# Marimo fell apart!



## iElBeau (Feb 20, 2012)

So apparently I'm just having a million and a half tank issues lately.

This morning, when doing my regular water change on the guppy tank, I pulled out both my marimo for their occasional roll/wash, and one of them *fell apart!* 

Now it's always had a "crack" in it, but not like this - it literally broke in *half* today.

So now it's isolated in a little betta cup. It was about 2 inches in diameter, and was the larger of my two moss balls (both of which I bought at the same time over two years ago). I don't really want to separate it and reform it into several - like what would I do with a million little moss balls? LOL.

_Does anyone have thoughts on how I can get this thing to reform?_ 

(Has anyone ever had this happen before?
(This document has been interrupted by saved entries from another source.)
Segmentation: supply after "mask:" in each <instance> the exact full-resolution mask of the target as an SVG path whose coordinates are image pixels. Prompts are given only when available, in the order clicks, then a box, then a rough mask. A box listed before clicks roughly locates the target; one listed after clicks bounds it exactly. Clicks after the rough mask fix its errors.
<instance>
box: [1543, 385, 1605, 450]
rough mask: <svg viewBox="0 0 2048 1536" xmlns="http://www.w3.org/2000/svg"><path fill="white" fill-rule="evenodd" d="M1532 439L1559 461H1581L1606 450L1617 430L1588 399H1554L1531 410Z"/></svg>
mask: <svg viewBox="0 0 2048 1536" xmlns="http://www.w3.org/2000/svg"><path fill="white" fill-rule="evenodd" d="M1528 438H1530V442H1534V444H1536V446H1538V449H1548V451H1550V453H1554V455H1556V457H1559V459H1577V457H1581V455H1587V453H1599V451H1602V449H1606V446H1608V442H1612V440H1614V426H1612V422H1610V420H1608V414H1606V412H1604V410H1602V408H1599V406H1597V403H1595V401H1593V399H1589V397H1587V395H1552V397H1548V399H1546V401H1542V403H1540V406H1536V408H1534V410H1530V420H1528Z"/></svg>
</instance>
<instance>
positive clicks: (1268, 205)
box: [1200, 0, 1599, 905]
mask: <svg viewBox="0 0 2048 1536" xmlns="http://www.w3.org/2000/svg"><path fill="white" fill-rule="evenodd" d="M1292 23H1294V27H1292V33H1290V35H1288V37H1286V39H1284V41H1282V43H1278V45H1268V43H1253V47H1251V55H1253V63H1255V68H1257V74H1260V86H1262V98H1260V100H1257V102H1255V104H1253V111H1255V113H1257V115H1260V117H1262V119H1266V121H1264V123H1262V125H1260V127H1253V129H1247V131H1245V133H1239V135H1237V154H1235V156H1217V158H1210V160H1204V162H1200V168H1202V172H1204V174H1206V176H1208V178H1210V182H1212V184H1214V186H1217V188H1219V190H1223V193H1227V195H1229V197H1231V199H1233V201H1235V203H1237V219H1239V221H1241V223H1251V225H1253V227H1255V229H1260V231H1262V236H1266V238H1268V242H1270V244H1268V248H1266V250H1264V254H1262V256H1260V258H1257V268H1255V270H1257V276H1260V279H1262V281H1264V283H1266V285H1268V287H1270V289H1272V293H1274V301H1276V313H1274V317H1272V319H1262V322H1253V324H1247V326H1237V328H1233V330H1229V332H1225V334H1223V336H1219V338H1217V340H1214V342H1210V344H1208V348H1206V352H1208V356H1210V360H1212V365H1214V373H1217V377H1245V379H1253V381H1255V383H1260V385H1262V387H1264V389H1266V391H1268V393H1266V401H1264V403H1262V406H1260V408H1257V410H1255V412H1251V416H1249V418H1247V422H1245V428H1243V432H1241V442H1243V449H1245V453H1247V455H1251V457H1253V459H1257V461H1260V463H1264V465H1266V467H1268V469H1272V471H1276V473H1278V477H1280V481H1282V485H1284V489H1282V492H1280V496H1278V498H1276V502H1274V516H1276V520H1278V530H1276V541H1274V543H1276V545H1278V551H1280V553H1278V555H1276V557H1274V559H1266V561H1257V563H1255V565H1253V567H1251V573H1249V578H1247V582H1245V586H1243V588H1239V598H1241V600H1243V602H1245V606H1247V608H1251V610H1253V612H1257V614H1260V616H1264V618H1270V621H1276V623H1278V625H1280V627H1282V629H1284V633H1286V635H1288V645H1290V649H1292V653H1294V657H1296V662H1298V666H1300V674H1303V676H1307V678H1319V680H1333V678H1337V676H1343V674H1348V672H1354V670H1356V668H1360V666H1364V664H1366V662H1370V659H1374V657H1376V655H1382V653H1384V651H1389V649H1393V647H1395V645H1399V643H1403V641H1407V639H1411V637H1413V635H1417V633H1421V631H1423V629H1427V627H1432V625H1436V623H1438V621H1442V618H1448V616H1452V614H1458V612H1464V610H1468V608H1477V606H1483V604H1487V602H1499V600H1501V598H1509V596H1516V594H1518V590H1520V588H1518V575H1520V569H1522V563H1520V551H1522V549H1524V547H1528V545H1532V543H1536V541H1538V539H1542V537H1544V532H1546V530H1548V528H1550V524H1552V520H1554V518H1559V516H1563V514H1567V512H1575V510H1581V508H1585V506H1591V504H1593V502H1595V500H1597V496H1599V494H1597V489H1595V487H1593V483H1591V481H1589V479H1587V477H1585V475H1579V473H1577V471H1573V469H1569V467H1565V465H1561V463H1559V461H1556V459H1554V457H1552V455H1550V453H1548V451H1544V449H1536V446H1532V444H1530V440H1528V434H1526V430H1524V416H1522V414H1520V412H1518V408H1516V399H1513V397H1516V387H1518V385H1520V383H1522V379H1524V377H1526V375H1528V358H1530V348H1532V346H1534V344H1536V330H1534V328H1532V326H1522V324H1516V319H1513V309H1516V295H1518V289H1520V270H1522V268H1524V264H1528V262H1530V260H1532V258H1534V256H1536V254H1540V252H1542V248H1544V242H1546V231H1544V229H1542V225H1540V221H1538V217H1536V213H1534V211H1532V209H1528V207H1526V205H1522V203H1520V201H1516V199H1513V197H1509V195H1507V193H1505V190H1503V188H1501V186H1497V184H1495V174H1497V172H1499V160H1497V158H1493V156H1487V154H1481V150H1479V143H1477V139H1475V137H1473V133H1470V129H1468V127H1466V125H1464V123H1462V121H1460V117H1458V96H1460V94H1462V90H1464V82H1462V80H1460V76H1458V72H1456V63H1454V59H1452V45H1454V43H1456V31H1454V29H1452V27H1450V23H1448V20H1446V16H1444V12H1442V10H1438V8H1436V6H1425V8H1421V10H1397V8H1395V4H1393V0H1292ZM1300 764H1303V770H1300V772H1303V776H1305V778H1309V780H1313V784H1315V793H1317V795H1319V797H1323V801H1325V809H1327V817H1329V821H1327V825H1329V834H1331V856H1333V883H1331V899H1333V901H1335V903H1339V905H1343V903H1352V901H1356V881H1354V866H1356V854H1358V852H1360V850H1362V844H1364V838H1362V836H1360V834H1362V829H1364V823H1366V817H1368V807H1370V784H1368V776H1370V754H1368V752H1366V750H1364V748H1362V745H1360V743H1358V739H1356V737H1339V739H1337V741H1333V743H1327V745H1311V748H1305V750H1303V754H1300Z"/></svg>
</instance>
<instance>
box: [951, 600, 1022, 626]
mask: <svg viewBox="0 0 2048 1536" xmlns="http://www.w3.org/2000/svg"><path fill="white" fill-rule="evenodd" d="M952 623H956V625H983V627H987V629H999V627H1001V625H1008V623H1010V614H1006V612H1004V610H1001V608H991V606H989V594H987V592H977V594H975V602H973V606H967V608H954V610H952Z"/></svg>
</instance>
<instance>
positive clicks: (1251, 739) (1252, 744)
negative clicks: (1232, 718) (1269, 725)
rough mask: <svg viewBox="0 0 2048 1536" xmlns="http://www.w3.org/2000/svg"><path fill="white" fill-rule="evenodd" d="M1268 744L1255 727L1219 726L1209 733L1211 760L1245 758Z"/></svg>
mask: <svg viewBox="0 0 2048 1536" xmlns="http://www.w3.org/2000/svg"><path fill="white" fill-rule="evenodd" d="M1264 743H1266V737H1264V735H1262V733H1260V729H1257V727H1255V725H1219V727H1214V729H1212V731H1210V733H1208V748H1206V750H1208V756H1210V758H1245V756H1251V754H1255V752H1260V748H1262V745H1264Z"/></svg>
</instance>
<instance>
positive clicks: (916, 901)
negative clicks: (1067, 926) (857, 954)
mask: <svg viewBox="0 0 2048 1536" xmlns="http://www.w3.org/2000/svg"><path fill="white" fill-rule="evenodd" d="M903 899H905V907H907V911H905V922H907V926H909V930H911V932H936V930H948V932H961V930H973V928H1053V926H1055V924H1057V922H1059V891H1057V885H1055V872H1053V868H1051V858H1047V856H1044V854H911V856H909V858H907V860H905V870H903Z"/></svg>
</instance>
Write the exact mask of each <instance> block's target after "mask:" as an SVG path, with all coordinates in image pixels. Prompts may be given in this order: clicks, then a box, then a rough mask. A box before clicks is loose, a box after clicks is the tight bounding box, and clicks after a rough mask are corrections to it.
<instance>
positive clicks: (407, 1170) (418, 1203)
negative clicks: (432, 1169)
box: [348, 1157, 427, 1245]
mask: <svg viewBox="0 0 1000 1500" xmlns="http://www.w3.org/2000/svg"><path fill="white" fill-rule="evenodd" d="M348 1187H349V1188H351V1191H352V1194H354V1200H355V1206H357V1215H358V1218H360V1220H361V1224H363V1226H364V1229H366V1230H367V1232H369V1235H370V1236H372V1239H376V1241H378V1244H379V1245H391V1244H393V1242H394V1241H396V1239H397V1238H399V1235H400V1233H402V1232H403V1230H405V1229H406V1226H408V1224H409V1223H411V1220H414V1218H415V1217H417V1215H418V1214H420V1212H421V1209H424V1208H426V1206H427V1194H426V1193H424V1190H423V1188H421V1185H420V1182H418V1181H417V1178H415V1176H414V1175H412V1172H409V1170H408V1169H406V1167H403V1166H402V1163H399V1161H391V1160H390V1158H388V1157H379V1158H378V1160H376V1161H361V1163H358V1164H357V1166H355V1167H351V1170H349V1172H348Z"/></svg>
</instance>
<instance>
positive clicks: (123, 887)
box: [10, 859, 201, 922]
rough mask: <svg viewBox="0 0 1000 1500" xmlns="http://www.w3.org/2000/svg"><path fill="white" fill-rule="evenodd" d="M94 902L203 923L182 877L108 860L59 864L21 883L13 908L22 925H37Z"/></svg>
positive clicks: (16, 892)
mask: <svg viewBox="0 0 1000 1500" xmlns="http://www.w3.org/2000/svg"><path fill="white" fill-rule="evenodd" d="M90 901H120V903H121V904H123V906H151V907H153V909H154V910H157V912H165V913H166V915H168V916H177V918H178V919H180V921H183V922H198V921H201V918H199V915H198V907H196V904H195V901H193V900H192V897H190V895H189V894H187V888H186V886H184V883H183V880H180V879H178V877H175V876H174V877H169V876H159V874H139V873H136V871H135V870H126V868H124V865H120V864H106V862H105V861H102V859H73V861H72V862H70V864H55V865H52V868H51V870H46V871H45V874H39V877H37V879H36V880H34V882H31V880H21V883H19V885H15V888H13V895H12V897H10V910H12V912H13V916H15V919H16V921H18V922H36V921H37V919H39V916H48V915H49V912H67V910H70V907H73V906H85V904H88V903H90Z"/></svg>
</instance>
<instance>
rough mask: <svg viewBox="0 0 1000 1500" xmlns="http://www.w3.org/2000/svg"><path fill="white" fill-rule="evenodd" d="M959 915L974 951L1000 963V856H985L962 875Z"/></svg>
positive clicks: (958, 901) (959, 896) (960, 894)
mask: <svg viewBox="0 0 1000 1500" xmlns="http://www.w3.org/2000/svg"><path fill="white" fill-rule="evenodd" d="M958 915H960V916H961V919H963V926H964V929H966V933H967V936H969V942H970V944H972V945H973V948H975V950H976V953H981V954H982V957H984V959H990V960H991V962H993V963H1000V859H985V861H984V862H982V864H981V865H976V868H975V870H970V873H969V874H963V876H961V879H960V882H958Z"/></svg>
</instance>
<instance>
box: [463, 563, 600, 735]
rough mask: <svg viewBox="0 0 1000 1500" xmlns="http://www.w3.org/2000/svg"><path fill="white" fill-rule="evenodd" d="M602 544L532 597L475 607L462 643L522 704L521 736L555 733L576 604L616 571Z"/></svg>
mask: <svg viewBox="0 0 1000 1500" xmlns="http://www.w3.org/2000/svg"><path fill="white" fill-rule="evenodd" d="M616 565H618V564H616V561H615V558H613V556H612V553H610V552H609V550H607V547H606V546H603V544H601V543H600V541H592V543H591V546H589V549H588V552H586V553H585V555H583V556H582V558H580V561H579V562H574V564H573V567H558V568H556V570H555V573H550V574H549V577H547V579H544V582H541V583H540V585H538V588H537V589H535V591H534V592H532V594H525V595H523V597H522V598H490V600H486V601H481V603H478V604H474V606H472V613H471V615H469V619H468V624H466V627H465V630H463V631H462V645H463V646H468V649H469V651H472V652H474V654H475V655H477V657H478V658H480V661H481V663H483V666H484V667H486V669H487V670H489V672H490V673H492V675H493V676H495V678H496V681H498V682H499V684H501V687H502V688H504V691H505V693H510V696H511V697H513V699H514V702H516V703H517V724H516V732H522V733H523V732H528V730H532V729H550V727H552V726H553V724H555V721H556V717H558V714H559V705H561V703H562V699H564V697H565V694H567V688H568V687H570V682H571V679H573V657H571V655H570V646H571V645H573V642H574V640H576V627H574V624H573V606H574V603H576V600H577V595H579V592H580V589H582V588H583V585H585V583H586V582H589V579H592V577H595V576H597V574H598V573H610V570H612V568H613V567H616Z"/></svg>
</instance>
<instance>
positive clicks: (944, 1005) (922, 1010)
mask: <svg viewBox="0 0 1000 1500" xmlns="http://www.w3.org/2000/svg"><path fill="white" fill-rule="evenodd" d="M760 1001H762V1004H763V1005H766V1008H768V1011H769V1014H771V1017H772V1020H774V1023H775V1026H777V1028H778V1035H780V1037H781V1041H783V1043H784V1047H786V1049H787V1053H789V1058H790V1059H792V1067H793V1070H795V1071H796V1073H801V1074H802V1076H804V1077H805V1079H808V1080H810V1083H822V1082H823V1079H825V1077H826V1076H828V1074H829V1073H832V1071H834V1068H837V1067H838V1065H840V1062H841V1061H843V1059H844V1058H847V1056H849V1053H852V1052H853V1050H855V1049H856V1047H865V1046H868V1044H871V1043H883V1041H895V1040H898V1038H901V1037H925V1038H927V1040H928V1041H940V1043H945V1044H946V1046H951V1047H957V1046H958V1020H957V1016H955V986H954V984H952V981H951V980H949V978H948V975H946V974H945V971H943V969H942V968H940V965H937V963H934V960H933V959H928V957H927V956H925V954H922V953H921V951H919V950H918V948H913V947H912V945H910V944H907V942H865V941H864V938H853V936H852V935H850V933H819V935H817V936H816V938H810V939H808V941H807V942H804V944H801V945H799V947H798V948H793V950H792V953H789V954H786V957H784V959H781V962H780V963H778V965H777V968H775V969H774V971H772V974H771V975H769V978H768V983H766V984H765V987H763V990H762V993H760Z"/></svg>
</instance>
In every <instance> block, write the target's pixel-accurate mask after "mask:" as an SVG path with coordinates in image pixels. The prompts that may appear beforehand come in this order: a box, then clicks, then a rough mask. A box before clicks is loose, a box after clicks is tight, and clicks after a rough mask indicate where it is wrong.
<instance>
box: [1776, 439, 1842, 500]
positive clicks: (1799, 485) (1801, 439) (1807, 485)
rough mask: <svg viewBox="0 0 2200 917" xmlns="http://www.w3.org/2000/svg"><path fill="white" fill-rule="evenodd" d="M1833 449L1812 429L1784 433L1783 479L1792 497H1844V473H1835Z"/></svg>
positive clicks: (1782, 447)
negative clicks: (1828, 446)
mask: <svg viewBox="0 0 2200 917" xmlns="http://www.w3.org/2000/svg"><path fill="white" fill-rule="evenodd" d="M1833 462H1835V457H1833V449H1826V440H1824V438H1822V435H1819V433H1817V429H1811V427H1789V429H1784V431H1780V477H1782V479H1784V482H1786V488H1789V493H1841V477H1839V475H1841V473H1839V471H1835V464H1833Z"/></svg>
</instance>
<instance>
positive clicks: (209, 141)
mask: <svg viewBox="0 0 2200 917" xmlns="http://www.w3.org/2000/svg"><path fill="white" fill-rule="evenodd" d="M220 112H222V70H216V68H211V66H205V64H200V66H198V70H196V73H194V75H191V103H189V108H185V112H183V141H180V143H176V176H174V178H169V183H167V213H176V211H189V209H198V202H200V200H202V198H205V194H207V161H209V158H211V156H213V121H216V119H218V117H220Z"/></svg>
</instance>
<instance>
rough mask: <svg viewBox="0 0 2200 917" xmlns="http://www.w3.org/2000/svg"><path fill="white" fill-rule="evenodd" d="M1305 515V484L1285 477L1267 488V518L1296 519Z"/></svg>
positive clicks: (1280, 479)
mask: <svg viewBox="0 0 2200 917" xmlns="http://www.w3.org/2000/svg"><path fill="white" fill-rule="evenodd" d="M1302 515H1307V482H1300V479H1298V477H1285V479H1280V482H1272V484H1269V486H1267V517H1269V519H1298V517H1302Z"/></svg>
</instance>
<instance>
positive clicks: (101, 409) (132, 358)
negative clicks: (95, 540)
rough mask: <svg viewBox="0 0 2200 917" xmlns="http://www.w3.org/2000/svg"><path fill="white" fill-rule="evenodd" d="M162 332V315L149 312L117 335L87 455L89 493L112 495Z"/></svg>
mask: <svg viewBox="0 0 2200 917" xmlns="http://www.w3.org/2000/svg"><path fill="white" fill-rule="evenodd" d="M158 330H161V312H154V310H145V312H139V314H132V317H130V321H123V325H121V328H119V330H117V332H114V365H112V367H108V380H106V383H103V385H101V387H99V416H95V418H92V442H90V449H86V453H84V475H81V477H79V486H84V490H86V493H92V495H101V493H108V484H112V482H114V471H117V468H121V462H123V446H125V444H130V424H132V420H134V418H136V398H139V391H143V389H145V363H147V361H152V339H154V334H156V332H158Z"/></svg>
I've never heard of one falling apart…)


----------



## Rimbaum (May 22, 2014)

If it's had a 'crack' in it, it was likely getting ready to split anyways, which is how marimo reproduce. The best thing you can do is roll them into balls, keep one, and maybe you can give away or try to sell the other.


----------



## myexplodingcat (Apr 9, 2014)

They probably won't stay little if they're reproducing. Just reform them.

If you really don't want to do that, you might be able to stitch it back together with acrylic thread. Don't use cotton thread, that'll disintegrate in water.


----------